Abraham Maslow's Hierarchy of needs.

The basic needs discussed by Maslow :

Physiological needs.

These needs include the fundamental needs of every human being such as food, water, shelter, rest etc. Maslow states that once if these needs are satisfied only, an individual shows an instinct to attain the other needs in the hierarchy.

Security needs.

Once when the basic needs are satisfied, the individual tries to attain more security and safety. He tries to resist job, property and other facility loss.

Acceptance needs.

Once after satisfying the physiological and security needs, these needs will not tend to motivate the individual. They need affiliation, relationships, attachment and a sense of belonging.

Ego needs.

These needs include power, reputation, prestige, esteem, admiration, respect etc.

Self- actualisation needs (SA).

Maslow considers self-actualisation need as the highest in the hierarchy.
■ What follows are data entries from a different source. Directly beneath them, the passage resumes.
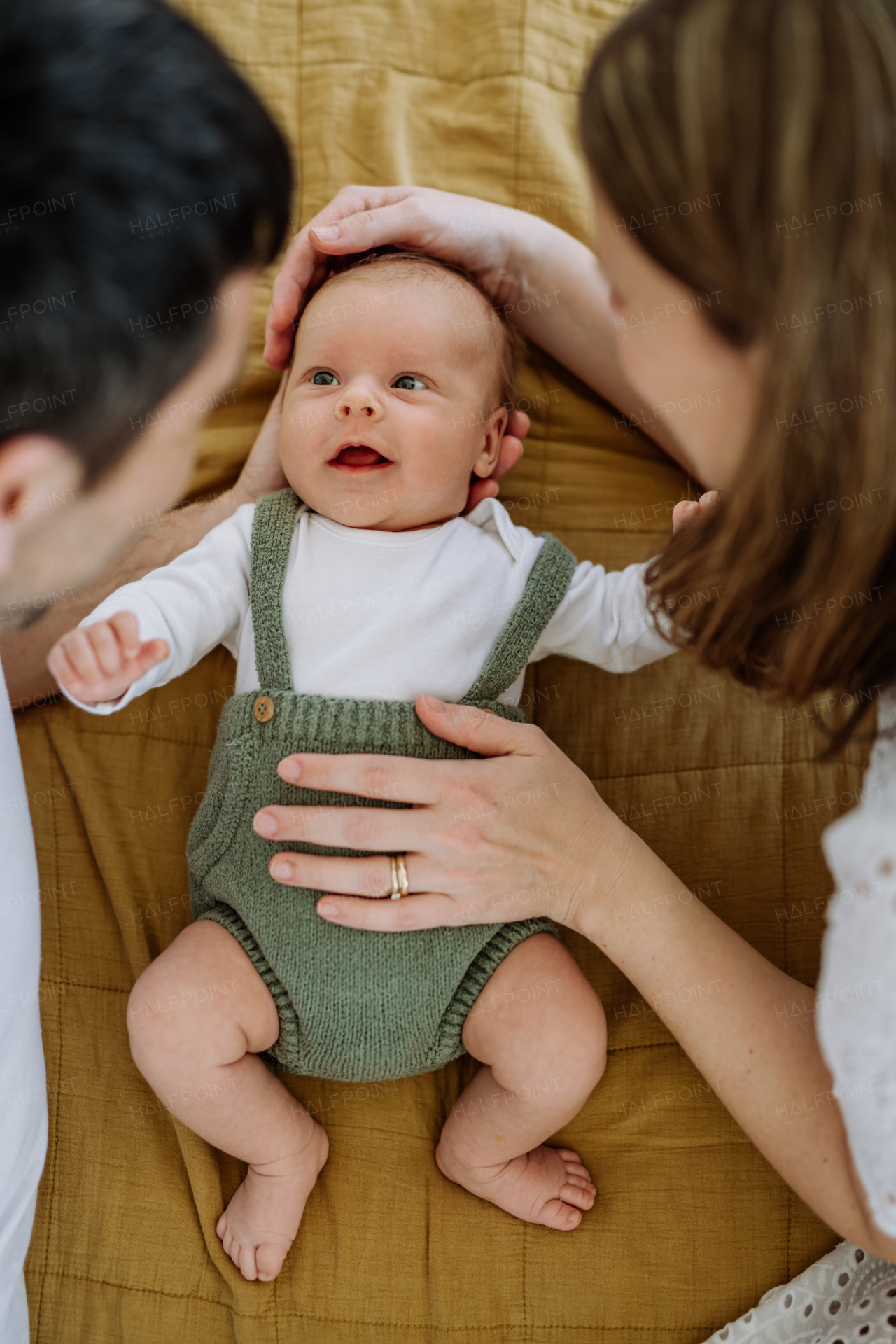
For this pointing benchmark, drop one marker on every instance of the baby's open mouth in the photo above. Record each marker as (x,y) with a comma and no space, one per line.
(359,454)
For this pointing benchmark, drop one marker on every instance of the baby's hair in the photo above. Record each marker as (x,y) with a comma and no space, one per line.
(507,340)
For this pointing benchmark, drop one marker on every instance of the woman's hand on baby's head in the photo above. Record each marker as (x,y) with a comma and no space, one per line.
(99,662)
(687,511)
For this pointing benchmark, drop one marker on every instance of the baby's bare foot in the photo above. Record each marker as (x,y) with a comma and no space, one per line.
(261,1221)
(548,1186)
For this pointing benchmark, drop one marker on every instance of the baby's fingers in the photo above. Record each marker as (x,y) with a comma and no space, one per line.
(64,668)
(81,654)
(149,656)
(687,511)
(127,626)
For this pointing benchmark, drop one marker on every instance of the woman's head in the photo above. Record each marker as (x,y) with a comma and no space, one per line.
(743,159)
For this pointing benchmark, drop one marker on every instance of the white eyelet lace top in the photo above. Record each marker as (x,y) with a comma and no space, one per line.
(849,1297)
(856,997)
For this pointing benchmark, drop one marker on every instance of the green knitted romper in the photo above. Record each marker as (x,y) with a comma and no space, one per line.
(354,1006)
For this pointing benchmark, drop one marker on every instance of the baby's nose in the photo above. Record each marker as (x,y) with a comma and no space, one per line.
(363,405)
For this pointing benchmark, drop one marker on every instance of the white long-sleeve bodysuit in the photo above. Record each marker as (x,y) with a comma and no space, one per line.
(383,616)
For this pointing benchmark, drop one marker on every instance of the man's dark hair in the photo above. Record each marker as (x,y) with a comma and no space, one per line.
(139,171)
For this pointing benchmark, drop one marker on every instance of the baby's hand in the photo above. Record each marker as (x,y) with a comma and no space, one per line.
(99,662)
(687,511)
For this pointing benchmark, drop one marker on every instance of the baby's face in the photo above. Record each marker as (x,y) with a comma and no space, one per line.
(384,414)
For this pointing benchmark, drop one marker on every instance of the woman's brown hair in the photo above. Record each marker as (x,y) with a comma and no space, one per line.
(750,147)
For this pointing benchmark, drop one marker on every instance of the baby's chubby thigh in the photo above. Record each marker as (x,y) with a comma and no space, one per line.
(539,1025)
(199,1006)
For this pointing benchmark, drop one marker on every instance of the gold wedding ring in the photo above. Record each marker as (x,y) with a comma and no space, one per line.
(399,876)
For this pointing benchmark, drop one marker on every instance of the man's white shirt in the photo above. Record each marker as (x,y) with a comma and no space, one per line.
(23,1092)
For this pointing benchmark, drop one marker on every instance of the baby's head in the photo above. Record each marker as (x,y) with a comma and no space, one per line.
(397,393)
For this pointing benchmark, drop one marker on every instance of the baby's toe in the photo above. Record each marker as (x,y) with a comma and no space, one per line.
(556,1214)
(269,1260)
(582,1198)
(245,1261)
(580,1180)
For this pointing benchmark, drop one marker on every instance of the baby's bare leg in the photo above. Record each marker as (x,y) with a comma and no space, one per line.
(540,1031)
(197,1016)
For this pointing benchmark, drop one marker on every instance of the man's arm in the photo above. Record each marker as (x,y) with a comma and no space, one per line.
(23,651)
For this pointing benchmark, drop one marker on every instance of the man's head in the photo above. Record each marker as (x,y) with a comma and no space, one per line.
(143,187)
(398,391)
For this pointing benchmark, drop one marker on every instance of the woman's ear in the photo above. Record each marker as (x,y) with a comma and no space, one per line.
(36,472)
(495,428)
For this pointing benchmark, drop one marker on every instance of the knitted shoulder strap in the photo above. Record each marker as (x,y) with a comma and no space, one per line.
(543,593)
(273,528)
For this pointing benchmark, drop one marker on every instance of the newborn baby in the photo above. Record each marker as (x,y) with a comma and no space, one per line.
(340,610)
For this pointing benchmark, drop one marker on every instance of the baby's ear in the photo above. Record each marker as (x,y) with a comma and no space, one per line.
(495,426)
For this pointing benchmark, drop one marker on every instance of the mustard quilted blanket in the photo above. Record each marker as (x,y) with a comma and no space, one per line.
(691,1224)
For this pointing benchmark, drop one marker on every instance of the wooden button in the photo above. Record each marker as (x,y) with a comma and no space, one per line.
(264,708)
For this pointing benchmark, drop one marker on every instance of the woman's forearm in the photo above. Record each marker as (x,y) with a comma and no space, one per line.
(764,1060)
(558,296)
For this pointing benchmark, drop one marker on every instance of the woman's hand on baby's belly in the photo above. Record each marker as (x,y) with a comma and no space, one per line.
(512,836)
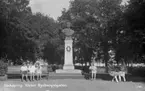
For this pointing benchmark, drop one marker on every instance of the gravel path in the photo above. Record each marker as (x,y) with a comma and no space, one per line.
(71,85)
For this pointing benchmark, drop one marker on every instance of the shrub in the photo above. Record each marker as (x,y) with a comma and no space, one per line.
(3,68)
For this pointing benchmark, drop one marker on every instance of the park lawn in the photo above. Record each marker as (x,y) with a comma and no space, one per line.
(74,85)
(16,69)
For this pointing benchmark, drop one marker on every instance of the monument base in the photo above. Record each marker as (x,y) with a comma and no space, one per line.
(70,67)
(69,71)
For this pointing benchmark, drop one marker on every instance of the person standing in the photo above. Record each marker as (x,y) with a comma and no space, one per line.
(39,71)
(93,69)
(24,72)
(32,70)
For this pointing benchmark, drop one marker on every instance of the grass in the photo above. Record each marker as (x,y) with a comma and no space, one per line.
(72,85)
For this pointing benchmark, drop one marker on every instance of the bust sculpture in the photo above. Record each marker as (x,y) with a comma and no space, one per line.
(67,31)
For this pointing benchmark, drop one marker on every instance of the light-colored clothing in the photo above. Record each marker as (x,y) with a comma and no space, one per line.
(24,68)
(93,69)
(39,70)
(32,69)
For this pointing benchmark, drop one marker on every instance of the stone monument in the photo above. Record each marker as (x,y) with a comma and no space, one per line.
(68,66)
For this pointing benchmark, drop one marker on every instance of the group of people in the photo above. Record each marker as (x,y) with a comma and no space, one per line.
(32,70)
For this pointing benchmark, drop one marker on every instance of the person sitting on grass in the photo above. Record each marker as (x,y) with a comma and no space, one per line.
(32,70)
(93,69)
(24,72)
(39,71)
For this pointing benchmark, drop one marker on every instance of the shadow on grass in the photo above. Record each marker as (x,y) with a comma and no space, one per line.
(128,78)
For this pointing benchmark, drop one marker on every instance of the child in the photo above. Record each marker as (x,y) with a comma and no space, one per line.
(93,69)
(32,70)
(39,71)
(24,72)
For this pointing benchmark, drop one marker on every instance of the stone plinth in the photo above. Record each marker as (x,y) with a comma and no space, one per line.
(68,66)
(68,61)
(69,71)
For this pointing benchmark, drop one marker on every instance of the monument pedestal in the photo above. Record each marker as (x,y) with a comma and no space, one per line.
(68,67)
(68,61)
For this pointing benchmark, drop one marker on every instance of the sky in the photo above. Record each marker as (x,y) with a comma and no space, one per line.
(51,8)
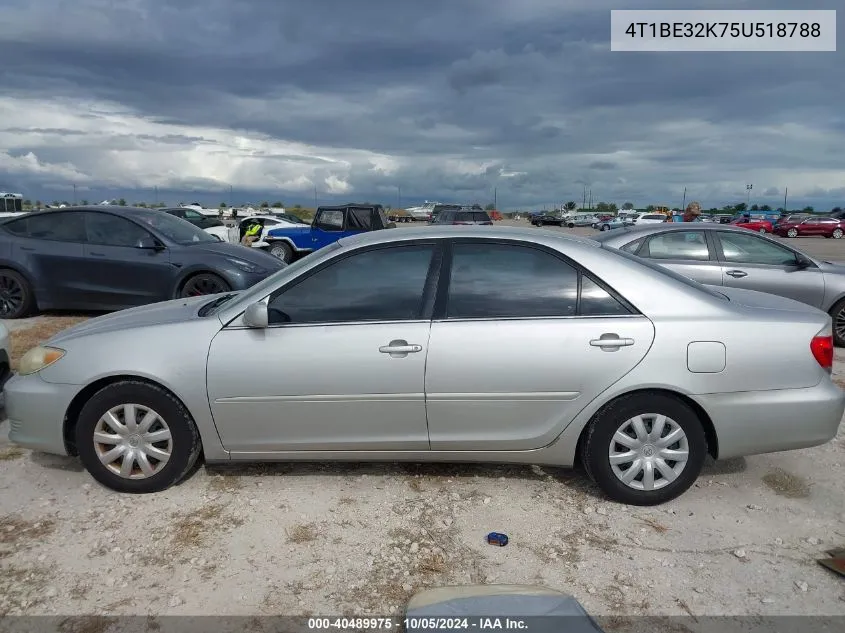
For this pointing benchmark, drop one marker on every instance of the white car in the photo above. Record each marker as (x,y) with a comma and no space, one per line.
(235,234)
(649,218)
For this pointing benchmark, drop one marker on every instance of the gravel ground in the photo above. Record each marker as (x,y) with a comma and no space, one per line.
(359,539)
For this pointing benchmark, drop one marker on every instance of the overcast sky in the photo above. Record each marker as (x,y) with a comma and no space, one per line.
(445,99)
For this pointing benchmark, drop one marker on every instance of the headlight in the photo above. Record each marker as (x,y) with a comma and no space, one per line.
(38,358)
(246,266)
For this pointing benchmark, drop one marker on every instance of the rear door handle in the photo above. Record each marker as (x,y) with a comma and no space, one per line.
(611,342)
(399,348)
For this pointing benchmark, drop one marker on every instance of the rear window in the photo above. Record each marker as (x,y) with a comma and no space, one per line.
(669,273)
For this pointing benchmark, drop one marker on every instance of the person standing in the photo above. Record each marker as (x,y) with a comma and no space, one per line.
(693,212)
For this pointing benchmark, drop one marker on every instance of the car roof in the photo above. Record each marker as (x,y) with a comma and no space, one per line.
(439,231)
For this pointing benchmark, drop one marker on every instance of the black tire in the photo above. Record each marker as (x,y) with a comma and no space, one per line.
(837,313)
(185,439)
(282,250)
(17,298)
(203,284)
(596,444)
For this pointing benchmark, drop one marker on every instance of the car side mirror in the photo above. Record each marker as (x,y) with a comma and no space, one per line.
(147,243)
(256,315)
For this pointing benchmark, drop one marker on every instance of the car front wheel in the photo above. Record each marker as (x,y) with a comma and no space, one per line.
(136,437)
(644,449)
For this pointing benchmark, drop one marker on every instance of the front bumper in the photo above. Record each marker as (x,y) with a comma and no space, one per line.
(756,422)
(36,410)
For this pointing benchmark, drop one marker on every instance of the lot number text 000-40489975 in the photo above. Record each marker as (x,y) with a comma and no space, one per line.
(726,31)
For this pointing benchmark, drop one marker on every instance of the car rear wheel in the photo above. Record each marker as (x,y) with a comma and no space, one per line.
(136,437)
(644,449)
(204,284)
(16,296)
(283,251)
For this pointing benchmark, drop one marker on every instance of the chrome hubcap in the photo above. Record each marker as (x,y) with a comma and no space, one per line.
(132,441)
(648,451)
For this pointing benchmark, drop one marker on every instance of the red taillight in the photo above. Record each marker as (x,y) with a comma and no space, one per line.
(822,348)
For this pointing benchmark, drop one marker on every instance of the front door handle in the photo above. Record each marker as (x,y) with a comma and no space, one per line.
(611,342)
(399,348)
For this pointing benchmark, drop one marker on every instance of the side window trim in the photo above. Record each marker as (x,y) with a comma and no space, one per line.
(430,287)
(442,297)
(720,252)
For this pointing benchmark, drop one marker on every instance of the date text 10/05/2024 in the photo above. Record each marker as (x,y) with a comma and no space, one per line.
(420,624)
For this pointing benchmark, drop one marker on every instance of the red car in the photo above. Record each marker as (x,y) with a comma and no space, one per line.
(761,226)
(828,227)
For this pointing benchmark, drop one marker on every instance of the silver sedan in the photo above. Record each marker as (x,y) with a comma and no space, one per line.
(720,255)
(450,344)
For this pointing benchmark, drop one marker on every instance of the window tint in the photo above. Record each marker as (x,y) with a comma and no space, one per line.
(380,285)
(330,220)
(677,245)
(750,249)
(111,230)
(596,301)
(65,227)
(499,281)
(633,247)
(360,220)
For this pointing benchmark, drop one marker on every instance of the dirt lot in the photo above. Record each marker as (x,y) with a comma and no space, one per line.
(331,539)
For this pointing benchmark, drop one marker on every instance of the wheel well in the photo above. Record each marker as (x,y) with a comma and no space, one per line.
(706,422)
(75,406)
(190,276)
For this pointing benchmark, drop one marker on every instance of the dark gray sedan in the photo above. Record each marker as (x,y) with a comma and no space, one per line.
(720,255)
(110,258)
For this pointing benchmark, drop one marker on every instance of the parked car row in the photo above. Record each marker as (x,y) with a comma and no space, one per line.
(389,346)
(730,257)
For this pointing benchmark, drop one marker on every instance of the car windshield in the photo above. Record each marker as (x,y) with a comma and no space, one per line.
(174,229)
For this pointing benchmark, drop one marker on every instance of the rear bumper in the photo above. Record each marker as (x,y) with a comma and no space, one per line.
(36,410)
(755,422)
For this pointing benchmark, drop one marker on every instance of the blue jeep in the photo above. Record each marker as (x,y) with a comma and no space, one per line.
(330,224)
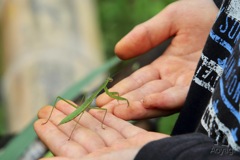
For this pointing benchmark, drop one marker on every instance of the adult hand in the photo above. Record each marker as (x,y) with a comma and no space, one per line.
(89,141)
(161,87)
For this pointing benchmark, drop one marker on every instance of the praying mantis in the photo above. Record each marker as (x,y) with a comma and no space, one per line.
(86,104)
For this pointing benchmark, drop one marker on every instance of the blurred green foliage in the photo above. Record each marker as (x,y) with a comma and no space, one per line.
(118,17)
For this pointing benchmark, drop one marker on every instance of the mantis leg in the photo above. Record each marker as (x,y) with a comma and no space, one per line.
(75,125)
(115,95)
(105,112)
(58,98)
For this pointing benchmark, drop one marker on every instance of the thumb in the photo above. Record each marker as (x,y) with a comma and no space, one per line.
(146,35)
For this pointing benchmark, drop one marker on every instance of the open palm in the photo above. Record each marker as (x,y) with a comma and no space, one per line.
(161,87)
(89,140)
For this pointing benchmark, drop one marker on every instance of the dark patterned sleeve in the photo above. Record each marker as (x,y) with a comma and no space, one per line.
(194,146)
(218,3)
Here the individual tries to attain what he or she is capable of becoming.

The motivation- hygiene theory by Frederick Herzberg modifies the hierarchical theory by Maslow. it states that various factors related to the work such as the management, salary, safety, working conditions etc are not motivators in the real sense and that the high availability of these factors avoids merely dissatisfaction and that they cannot be treated as motivational factors. He mentions that new challenging roles, rewards, appreciation, acknowledgement, career development as real motivators.

In a study conducted to find the internal market orientation (IMO) on the application of internal marketing practices and employees job satisfaction, it was found that the job satisfaction is absolutely related to the practice of internal marketing. This study is mainly to depict the fact that IMO is a very important factor in determine the employees job satisfaction and states the need of having an Internal Market Orientation before implementing the internal marketing practices.

The major internal marketing principles are as follows ( Berry et al.,1976)

Every organisation should consider the needs of its employees before sorting the needs of its customers.

The various company policies and systems applicable to the external.

Leadership and internal marketing communication.

According to Ahmed and Rafiq, the top level management in an organisation plays an important role. Their decisions are very significant indication in supporting implication. The way they act and make necessary arrangements for the implementations of various programmes gives support to knowledge management. The actions and decisions of the top management helps to resolve resistance facilitate sharing of ideas and boost all the activities that improve learning. They can initiate a positive learning cycle, implant new ideas and notions through a process of materialisation and internalisation. This leads to the generation of action.

The positive implementation cycle.

The figure shows the progress of learning through materialisation, internalisation, support, communication, and other practical activities. In this positive cycle, there is a transformation from ideas into action in the implantation of knowledge management thinking. Here learning is the source which helps to generate new ideas and new thoughts. When it is applied to an organisational implementation, learning takes place through the various stages of materialising ideas, internalising ideas and concepts, gaining support to this idea, preparing a plan of action and which ultimately leads to action. Ahmed and Rafiq states that this positive implementation cycle with its four states acts as an ideal outline for a cyclical learning process. When the employees' tale part in the continuous organisation-wide training programmes, they get the idea of knowledge management and thus resistance to change that the organisation faces slowly stoops down. During this time, employees can also learn new ways of performing the tasks. The authors state that the mental integration of the employees helps to increase the involvement and participation and thus the implementation process becomes a success.